Larry, I can Machine a Turnbuckle for You, Same Length, HEX in the Center 1" Across the Flats (could go 1-1/8" on the Flats), and instead of turning the Ends Straight, Taper them to a nice seat for the nuts, Stronger!. A Beautiful Piece of Art in Stainless Steel. Just the Body, you'll have to find the nuts yourself, your good on the internet..
How much is it worth for Me to Machine it? I will be into it $40. for the Left and Right 14M 1.5 Taps.

I can Machine it Exactly as the Original, with the Hex in the Center, the hex will be Imperial (Not Metric) and I would go One 'Click' Larger, all around, for More Strength, and it would Look More 'Pronounced'. There would be a delay for Ordering the Hex Stainless Steel. I think I would Make a small Batch of these, for everyone who wants one.
Last edited by marlinjack
Quella's kit always used a spherical rod end for the trunion and then modified the standard shift rod by cutting the splines off the ends and welding them onto a stainless tubing that was polished in the vicinity where it slid in the supporting rod end.

A little dry lube once or twice per year was all it took to maintain it. If the hole in the rod end was bushed with a thin bronze or oilite bushing you'd never have to touch it and it would give you more freedom in selecting the rod end and tube.

Never had a problem with mine in 15 years and the motion is very precise.

Best,
Kelly
I'm not 100% certain that stainless steel is the best choice for this application.
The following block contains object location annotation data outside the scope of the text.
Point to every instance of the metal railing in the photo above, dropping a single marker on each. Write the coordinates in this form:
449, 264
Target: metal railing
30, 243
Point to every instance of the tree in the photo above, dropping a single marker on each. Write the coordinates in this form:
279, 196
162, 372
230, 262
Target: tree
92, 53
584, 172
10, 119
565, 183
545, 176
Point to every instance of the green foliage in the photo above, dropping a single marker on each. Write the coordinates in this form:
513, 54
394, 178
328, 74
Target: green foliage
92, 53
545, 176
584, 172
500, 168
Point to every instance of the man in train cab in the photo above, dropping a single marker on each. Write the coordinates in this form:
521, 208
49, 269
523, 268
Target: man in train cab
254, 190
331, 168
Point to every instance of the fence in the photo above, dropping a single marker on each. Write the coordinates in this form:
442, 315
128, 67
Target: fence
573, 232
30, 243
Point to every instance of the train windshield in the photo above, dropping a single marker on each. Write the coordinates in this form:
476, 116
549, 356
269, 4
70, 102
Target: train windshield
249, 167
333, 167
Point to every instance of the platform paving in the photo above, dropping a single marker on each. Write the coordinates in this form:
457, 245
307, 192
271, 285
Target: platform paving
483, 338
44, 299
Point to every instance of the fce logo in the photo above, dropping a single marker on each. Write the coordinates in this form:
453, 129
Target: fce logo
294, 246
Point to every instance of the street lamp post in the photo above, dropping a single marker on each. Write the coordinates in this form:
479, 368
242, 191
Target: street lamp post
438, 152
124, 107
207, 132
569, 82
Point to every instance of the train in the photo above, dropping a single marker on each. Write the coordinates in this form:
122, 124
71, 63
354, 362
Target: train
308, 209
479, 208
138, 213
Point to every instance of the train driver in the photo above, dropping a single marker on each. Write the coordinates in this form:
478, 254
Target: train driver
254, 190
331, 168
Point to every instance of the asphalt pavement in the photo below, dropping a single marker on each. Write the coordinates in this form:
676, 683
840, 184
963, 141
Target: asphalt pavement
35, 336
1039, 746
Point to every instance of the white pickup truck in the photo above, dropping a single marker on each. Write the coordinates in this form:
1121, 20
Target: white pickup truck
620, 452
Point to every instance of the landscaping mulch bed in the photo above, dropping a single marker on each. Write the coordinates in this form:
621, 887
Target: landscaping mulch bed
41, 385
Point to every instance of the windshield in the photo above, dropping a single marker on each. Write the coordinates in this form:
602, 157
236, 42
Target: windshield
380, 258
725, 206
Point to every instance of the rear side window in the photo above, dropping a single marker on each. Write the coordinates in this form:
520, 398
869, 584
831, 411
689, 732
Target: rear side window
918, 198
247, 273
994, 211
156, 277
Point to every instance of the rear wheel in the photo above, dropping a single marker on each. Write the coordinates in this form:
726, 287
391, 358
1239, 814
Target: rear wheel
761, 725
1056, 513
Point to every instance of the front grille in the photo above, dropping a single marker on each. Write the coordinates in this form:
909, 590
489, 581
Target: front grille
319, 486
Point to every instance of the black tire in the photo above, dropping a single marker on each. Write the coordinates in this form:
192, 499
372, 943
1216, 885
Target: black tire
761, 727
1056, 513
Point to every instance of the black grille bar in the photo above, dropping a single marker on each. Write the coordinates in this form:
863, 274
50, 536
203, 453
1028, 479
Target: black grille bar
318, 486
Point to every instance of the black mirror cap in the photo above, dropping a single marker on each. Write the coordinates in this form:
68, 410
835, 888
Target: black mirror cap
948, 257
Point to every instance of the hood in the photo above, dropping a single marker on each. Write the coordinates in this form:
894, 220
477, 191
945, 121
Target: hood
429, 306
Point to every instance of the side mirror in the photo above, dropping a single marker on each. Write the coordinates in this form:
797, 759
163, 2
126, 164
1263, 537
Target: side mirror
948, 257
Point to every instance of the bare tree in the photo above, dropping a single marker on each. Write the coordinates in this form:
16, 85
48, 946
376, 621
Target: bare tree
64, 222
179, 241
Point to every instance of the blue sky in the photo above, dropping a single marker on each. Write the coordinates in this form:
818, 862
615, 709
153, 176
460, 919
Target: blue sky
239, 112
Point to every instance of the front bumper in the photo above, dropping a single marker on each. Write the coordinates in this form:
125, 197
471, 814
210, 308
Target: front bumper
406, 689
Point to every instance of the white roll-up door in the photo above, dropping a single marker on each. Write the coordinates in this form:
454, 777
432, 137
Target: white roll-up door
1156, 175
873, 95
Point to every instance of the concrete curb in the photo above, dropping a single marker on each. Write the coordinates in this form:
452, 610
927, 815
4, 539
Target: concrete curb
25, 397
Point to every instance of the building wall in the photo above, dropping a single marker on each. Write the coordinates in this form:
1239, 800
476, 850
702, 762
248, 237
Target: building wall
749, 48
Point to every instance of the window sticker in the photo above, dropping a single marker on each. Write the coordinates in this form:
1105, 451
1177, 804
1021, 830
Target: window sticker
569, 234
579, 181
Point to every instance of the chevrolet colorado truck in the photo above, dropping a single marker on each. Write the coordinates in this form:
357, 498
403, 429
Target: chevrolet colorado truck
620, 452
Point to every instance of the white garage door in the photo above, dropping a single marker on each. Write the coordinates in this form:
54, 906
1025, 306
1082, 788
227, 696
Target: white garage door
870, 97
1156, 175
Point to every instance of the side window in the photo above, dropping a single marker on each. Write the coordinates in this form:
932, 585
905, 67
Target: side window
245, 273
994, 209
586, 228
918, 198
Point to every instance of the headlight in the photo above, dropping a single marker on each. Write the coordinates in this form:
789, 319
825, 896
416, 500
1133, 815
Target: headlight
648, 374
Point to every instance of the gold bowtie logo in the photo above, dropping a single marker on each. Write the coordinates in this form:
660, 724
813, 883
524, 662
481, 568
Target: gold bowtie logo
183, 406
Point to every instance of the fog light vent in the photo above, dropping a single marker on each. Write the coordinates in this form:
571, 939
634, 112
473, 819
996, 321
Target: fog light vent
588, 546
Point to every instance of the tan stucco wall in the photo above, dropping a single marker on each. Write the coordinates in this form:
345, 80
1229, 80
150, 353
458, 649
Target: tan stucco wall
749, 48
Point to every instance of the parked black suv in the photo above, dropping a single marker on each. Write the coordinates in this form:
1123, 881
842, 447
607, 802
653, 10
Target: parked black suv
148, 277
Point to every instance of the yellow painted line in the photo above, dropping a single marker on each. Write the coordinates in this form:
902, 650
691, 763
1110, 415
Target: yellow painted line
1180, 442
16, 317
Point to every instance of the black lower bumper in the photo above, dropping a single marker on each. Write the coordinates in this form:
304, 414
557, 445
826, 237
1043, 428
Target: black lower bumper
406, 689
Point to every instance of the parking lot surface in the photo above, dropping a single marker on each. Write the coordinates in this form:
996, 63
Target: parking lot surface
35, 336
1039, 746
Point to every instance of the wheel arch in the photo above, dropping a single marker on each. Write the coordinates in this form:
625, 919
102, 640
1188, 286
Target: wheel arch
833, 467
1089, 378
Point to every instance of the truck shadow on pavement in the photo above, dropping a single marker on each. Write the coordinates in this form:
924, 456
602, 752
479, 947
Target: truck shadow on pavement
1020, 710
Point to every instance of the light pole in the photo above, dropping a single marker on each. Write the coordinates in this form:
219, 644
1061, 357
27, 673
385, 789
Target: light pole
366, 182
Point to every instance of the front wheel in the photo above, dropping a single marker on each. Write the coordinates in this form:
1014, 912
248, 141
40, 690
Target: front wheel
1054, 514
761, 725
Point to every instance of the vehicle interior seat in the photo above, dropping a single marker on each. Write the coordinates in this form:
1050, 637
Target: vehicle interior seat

This part absolutely needs to be as tight as possible as even the most minute movement will cause the shifting to be less than smooth. Stainless is soft and if you have ever had a stainless bolt weld itself to a stainless nut from being overtightened, you will wish that you had used a different material. Anti-seize helps greatly but is still not a complete solution.

Ron
quote:
Originally posted by r mccall:
I'm not 100% certain that stainless steel is the best choice for this application. This part absolutely needs to be as tight as possible as even the most minute movement will cause the shifting to be less than smooth. Stainless is soft and if you have ever had a stainless bolt weld itself to a stainless nut from being overtightened, you will wish that you had used a different material. Anti-seize helps greatly but is still not a complete solution.

Ron


I agree with Ron on this. The stainless alloys that are readily available to me, on bolts and nuts, the threads cross thread VERY easily and many you can not disassemble and need to be cut out.

The "generic term" of stainless steel and the term of corrosion resistant high strength material should be substituted.

Find a better material to make them from.